Windsor Bridge and The Old House, centre right, in the 1920s in the days of the Misses Outlaw. Note that the promenade extension and steps to Windsor Bridge were not to be built until the 1930s
In the 1920s two sisters, the Misses Outlaw, ran the House as the Riverholme Restaurant and Guest House. They were very well liked and had great taste. Mr lan Black, an Old Etonian, then bought the house and built the present restaurant. He also extended the building by one floor of bedrooms at the rear of the hotel. From 1946 to 1950, the delightful Potters owned the hotel and they were followed by James Miers. During his earlier years, the hotel thrived and had the enviable reputation as the social centre of the town. He built the second floor of bedrooms at the rear. There was a pretty octagonal house at the very end by the bridge which was a toll house. Unfortunately, this was pulled down. The hotel was then extended by a new wing of bedrooms looking directly over the River Thames and Windsor Bridge.
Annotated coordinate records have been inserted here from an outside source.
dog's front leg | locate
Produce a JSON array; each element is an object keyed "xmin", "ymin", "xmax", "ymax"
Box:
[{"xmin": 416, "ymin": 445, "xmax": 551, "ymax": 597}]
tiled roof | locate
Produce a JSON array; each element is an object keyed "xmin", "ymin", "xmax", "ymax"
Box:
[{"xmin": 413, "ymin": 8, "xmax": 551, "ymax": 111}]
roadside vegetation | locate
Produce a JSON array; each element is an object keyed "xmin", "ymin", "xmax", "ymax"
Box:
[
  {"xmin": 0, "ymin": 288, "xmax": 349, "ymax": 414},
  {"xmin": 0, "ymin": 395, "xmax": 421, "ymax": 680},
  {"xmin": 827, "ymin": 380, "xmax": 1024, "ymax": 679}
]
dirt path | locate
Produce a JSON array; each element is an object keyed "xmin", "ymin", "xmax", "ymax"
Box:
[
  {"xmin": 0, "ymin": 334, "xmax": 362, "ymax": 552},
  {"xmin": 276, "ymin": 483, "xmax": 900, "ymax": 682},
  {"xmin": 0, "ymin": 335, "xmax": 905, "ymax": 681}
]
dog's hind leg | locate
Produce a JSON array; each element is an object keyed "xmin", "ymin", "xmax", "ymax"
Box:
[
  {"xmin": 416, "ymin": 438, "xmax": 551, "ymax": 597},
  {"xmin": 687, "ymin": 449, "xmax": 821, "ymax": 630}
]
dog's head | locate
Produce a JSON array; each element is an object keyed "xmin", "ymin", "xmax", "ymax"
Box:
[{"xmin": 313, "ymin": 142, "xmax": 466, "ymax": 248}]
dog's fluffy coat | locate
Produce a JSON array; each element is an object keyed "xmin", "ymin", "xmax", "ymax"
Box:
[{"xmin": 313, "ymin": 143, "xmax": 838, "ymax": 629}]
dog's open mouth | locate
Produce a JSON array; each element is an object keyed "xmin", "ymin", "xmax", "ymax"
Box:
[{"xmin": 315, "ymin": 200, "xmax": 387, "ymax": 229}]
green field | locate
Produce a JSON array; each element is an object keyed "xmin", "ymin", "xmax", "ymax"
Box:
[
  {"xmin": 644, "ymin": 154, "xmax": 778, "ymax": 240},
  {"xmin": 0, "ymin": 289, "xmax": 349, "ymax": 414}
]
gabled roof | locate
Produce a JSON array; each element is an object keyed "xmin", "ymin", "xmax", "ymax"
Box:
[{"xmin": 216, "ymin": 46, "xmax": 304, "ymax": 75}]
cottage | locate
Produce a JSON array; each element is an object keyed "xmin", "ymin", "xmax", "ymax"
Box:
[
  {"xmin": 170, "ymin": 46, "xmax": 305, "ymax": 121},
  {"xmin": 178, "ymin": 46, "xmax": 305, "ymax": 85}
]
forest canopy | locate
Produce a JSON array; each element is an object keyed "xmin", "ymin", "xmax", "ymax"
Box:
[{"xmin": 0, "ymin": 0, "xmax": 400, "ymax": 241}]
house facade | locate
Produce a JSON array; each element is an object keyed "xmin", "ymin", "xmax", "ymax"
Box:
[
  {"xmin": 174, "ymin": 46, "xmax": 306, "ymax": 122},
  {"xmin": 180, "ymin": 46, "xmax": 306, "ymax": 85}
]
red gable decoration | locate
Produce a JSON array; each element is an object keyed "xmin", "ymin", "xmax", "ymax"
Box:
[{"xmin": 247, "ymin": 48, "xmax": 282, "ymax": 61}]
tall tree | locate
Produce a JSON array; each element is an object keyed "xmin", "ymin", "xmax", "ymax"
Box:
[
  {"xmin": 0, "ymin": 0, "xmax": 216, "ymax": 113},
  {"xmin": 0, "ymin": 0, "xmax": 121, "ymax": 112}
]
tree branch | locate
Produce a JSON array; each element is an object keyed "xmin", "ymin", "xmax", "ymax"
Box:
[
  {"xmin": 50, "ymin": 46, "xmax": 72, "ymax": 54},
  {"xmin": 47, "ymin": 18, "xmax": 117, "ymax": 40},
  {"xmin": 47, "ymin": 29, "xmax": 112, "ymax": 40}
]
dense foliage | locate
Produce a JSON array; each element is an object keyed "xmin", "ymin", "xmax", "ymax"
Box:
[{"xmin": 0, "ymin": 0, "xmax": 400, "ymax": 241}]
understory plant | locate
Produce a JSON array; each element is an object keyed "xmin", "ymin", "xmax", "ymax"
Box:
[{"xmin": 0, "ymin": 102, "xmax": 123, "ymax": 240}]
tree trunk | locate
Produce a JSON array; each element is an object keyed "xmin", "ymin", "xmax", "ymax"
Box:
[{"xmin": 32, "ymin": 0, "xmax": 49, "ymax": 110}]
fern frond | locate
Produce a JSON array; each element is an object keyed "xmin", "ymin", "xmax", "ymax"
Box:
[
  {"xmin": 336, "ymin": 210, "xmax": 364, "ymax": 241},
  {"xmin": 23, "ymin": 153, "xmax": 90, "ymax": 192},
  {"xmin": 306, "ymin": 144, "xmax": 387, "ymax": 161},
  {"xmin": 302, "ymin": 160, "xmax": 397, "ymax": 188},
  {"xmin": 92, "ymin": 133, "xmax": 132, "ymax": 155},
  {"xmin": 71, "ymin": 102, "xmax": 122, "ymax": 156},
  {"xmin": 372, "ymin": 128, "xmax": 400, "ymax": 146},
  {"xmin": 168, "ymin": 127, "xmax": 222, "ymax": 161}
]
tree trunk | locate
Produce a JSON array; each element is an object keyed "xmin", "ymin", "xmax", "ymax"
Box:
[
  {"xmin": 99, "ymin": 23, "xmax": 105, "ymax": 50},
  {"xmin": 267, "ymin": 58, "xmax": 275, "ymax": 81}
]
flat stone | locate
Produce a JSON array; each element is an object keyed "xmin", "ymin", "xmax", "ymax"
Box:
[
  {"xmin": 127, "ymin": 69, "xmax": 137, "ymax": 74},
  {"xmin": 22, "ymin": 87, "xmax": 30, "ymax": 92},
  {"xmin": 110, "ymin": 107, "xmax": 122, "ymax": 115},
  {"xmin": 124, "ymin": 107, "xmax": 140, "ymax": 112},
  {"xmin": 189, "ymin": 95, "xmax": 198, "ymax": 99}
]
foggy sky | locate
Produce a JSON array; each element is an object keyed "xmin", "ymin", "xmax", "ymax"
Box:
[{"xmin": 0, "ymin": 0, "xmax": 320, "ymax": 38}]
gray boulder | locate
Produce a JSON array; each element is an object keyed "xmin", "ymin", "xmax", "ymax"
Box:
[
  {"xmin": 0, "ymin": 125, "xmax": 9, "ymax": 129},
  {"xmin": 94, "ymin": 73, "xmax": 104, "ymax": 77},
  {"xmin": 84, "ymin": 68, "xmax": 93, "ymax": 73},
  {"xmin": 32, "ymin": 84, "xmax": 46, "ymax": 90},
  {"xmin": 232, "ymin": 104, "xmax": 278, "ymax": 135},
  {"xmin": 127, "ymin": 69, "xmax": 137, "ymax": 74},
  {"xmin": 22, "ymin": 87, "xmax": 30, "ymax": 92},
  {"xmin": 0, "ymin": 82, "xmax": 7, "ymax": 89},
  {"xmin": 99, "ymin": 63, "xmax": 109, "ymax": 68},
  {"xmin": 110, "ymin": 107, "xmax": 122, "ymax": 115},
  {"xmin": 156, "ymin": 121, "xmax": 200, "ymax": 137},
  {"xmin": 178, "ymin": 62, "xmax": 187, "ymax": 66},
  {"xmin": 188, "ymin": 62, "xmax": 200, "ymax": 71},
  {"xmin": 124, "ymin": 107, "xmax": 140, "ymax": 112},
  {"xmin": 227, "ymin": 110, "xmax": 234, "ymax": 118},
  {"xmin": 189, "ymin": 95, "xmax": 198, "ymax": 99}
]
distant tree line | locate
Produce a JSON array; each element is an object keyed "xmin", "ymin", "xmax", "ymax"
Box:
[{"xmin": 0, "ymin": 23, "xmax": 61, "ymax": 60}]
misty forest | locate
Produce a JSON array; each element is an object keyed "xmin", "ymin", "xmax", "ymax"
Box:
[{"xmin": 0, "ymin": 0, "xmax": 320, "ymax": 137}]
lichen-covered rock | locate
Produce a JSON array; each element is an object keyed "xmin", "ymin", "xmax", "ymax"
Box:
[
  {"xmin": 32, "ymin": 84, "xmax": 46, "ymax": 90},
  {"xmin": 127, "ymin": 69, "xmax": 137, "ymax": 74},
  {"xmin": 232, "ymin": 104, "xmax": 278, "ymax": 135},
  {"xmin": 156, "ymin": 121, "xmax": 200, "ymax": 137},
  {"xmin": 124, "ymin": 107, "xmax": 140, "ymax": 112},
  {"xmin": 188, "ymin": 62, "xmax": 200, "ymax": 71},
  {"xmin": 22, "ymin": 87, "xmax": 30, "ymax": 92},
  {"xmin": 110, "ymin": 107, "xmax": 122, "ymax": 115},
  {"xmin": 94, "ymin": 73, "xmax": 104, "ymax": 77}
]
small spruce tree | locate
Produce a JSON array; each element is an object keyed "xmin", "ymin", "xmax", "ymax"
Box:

In 1950, the hotel was registered as a Grade II listed building of historic and architectural interest. The public rooms and bedrooms are furnished with antiques which compliment the character and atmosphere of this fine hotel. The Mogford family took over the hotel from 1982 to 1985, the Mogford brothers being second generation hoteliers. It was then bought by Greenstar Hotels plc who extensively refurbished the hotel.
1996 saw the hotel under new ownership and its services and facilities have been increased by the addition of a Business Centre located within another listed building fronting the river and Windsor Bridge, directly opposite the hotel.